Pasal 34 ayat 1 undang-undang kita menyebutkan “ fakir miskin dan anak-anak yang terlantar dipelihara oleh Negara “. Ini harusnya menjadi dasar pemerintah memperhatikan kondisi sosial ekonomi rakyatnya, dan juga menjadi jaminan atas masadepan tunas bangsa. Namun sepertinya kalimat “ fakir miskin dan anak-anak yang terlantar dipelihara oleh Negara “ seakan menegaskan jika Negara memelihara kefakiran, kemiskinan dan keterlantaran anak-anak itu agar tetap selalu seperti itu, tetap fakir, miskin dan terlantar !.
Kita bisa lihat dari kebijakan –kebijakan yang diambil untuk persoalan kemiskinan, seperti BLT contohnya.

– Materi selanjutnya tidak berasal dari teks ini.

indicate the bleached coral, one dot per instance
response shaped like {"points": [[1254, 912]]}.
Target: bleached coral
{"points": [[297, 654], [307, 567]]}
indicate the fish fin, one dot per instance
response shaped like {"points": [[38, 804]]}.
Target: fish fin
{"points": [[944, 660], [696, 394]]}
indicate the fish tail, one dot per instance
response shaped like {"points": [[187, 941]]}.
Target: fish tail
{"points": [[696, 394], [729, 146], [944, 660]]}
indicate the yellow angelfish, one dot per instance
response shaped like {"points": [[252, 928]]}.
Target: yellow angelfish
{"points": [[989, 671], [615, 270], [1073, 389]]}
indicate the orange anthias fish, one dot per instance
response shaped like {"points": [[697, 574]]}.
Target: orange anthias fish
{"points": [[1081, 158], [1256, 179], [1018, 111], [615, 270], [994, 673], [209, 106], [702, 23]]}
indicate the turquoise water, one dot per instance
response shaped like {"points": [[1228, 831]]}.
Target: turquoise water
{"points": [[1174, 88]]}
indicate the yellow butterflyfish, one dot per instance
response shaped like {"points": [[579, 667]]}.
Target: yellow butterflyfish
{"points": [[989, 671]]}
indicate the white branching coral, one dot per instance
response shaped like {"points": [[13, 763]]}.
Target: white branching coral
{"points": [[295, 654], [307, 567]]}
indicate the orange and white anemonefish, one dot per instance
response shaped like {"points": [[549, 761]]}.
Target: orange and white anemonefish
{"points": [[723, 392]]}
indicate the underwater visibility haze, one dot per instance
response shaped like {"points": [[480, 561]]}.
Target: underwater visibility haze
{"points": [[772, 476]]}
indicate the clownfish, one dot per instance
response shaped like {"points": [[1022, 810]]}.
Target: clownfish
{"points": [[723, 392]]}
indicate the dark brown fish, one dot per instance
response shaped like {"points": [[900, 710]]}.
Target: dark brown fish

Saya rasa rakyat butuh pekerjaan tetap, tapi pemerintah lebih memilih memberi bantuan langsung tunai, daripada memberi lapangan pekerjaan, katanya pemerintah kasihan sama lansia yang tidak bisa lagi bekerja, menanggapi itu, mungkin pemerintah perlu mendapat sosialisasi tentang fungsi panti jompo, menurut saya.
Anak-anak butuh pendidikan, tapi masuk lembaga pendidikan Negeri susahnya minta ampun, padahal mencerdaskan kehidupan bangsa adalah tujuan Negara yang diamanatkan pada pembukaan UUD 1945. Kita bisa perhatikan fenomena dimana lembaga pendidikan negeri menyeleksi calon-calon pelajar, dan pelajar yang tidak lulus seleksi terpaksa mengenyam pendidikan pada lembaga-lembaga pendidikan swasta. fenomena ini jika di pikir-pikir, kan terbalik.
Dalam pidato kenegaraan pak presiden, katanya kemiskinan menurun setiap tahun. Saya jadi bertanya-tanya, Ini menurun karna si miskin jadi kaya? Atau karna si miskin mati? Atau yang di maksud menurun ini, kemiskinan menurun ke anak-cucu? Entahlah.
Tak kaget jika sekolah mahal. Gedung-gedung sekolah yang rubuh seolah telah mengisyaratkan pada kita, jika dana pendidikan sebesar 20% dari APBN tak sampai.
Namun ini tak semata salah pemerintah, bagaimanapun rakyat yang memilih “rezim” pemimpinnya. Rakyat harusnya tak termakan akting politisi yang pandai merayu dan mengelus hati rakyat bagai malaikat. Rakyat harus pandai “meneropong”, melihat jauh kemungkinan yang akan terjadi. karena tahun 2014 adalah tahun politik, hari-hari kedepan mungkin akan penuh intrik.